# Patches and Felt on T-shirts



## jbenjaminbrand (Apr 29, 2009)

I am looking to use felt lettering and custom embroidered patches on a t-shirt. My question is whether or not a basic cotton tee would suffice for the life and wear of the garment. My concern is that the shirt may become pinched around the lettering where it would be sewn on or the weight of cotton wouldn't be strong enough to hold this kind of stuff. Does anyone have experience using these two features?


----------



## Flint54 (Oct 16, 2008)

I don't know your situation but instead of sewing on lettering what about using/getting a vinyl cutter and cutting out the lettering on "Flock" and then using a heat press to apply it to the T-Shirt. Sewing them is a pain in the posterior not to mention that each letter would need to be sewn on both the outside and inside edges, a REAL BIIGG Pain. I would also look into having the same patch printed with DTG or Dye Sub processes. 

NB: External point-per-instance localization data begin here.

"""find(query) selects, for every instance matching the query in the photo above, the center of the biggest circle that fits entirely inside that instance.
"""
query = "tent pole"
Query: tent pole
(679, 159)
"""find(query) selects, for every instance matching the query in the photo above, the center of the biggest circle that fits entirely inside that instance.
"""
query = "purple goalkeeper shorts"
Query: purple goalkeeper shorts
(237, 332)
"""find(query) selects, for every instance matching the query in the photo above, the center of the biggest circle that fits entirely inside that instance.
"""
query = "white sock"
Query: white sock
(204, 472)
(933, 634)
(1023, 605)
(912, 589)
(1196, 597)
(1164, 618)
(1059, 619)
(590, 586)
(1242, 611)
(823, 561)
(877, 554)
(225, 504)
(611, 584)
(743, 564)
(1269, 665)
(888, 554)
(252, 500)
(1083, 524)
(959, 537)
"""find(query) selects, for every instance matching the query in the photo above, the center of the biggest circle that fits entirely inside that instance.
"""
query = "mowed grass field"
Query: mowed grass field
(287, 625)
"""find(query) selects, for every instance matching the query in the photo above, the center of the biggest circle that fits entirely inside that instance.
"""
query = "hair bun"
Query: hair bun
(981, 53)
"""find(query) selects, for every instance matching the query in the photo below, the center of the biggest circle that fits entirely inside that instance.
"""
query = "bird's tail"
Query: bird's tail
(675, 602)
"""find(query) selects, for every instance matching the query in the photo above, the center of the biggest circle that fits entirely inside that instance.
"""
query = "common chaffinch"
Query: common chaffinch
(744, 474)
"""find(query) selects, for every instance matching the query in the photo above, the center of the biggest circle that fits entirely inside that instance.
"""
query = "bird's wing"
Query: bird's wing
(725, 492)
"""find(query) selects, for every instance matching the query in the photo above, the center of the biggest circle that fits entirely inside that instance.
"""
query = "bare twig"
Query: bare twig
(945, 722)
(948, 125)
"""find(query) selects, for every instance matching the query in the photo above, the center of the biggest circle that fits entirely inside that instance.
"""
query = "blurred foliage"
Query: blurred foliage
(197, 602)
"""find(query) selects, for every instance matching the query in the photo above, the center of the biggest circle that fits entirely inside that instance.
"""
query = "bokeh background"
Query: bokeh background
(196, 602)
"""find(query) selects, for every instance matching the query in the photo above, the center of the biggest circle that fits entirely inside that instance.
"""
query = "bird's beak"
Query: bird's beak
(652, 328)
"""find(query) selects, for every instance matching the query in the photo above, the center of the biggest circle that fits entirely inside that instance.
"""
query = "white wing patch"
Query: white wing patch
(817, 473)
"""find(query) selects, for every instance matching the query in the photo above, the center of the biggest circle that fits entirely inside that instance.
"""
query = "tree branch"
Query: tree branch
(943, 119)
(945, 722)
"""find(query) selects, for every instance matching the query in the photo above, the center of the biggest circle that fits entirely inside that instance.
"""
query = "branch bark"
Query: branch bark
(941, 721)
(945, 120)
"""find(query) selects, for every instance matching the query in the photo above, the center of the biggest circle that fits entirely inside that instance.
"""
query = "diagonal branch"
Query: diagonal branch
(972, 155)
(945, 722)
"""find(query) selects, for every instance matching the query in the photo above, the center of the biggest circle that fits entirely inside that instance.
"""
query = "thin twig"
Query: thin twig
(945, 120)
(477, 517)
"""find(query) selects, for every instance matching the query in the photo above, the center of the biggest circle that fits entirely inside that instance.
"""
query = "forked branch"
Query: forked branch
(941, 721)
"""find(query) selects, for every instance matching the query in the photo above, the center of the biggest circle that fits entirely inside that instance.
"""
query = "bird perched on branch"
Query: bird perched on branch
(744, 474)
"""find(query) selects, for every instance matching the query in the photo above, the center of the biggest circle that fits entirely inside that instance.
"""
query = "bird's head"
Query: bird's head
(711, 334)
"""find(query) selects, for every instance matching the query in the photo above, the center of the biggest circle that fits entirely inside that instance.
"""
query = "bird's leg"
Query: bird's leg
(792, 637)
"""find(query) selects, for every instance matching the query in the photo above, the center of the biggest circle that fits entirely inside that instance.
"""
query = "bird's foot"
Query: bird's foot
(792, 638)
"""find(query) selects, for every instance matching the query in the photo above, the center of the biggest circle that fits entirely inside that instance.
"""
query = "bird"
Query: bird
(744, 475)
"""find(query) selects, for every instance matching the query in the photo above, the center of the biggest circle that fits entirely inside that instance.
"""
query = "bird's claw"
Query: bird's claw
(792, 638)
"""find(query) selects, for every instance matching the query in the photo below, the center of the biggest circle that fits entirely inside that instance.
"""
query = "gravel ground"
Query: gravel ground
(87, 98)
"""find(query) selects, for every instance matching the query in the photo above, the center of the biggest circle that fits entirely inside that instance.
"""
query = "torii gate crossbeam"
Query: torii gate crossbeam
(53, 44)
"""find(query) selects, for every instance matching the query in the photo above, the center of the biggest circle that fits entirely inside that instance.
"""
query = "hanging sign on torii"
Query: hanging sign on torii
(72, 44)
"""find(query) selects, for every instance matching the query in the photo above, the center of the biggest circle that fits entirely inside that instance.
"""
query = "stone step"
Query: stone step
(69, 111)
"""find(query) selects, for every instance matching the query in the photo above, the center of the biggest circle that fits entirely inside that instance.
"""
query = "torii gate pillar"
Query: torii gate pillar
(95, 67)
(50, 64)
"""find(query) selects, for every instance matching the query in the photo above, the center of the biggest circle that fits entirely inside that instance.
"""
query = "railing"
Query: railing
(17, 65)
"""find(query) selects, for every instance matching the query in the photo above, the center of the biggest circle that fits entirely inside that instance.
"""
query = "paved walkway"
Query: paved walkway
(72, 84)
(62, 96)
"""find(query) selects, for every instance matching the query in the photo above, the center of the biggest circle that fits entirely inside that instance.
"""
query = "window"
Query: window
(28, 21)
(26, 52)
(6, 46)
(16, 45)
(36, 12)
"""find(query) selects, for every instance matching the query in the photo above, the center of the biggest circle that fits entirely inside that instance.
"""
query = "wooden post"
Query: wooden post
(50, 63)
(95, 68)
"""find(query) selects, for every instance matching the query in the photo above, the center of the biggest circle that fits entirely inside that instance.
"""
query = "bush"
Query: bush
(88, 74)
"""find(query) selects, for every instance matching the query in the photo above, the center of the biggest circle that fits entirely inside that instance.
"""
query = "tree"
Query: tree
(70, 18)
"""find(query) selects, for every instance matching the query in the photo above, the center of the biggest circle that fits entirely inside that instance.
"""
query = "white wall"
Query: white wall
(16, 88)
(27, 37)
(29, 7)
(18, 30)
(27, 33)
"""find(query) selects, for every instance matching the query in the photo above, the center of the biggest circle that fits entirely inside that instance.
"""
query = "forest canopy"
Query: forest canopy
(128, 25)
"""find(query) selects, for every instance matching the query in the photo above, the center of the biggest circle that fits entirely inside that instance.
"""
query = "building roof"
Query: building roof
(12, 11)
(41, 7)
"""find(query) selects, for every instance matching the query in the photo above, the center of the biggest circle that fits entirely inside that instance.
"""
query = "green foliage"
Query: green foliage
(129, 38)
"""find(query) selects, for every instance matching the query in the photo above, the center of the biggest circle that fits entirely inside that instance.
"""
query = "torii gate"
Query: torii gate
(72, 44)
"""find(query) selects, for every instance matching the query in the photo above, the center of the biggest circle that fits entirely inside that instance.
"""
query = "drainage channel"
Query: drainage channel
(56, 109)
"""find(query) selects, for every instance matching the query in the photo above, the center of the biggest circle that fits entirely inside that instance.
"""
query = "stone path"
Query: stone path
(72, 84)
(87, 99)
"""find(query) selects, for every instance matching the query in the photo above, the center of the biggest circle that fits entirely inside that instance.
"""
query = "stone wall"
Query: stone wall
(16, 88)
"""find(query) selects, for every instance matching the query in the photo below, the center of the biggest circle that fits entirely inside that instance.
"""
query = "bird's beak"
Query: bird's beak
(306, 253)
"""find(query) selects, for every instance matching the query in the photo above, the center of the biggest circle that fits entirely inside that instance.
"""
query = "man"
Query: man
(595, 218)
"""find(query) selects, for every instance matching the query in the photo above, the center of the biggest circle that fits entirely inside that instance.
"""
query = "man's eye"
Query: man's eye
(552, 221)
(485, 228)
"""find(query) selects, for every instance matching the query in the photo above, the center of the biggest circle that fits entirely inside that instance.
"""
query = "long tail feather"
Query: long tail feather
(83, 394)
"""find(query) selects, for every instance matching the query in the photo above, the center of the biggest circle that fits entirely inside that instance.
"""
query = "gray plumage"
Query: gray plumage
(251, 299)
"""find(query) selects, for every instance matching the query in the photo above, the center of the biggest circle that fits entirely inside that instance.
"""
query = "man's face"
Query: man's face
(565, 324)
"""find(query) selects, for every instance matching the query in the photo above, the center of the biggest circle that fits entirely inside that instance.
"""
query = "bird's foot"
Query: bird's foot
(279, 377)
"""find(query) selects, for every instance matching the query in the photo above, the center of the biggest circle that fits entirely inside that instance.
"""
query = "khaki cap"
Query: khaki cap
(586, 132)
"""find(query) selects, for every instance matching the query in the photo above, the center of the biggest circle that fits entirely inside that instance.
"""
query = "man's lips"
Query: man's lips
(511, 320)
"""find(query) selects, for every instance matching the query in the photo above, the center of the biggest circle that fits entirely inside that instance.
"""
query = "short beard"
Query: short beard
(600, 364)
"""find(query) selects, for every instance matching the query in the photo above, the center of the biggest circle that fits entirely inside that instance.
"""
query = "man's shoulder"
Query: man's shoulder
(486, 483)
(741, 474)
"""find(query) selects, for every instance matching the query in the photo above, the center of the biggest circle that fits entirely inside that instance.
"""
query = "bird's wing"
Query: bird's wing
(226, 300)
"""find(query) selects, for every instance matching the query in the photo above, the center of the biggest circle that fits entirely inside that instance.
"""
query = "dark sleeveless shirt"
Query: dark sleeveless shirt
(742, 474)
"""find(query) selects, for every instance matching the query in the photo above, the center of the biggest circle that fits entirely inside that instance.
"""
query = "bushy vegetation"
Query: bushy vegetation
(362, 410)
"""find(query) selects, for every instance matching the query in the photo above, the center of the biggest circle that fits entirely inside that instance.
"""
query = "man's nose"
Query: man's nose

Link for some Flock http://www.bestblanks.com/decoflock.html


----------



## tfalk (Apr 3, 2008)

Embroidering on T-Shirts can be done but you will get puckering if not stabilized correctly. Another option is Stahls and I think Imprintables sell cut lettering that looks like it's been sewn but all you do is heat press it...


----------



## jbenjaminbrand (Apr 29, 2009)

I have never worked with heat press and I plan on selling the shirt I make. Does heat pressing last over time on the shirt? I don't want someone to come back and complain after a short time for poor craftsmanship.


----------



## Flint54 (Oct 16, 2008)

IMO  and in my limited contact, properly  applied, properly  laundered and cared for, shirts done with heat transfers, heat pressed vinyl and dye sub transfers last a very long time. I personally have 2 Ts with vinyl that are over 5 years old, 4 with dye sub over 3 and 5-7 with heat transfers over 3 also. All the embellishments look better than the base T that shows extreme wear. Granted, I wash and dry all inside out in cold water and at low heat or line dry, I also have them on hangers not folded in a drawer.

I do not like embroidery on a T, after the first couple of washes the embroidery looses its shape, when wearing it feels like crud, it is very difficult to embroider Ts unless the embroidery is very small and of low density. 

IMO heat press methods or direct screen printing are the only way to go on T-Shirts......


----------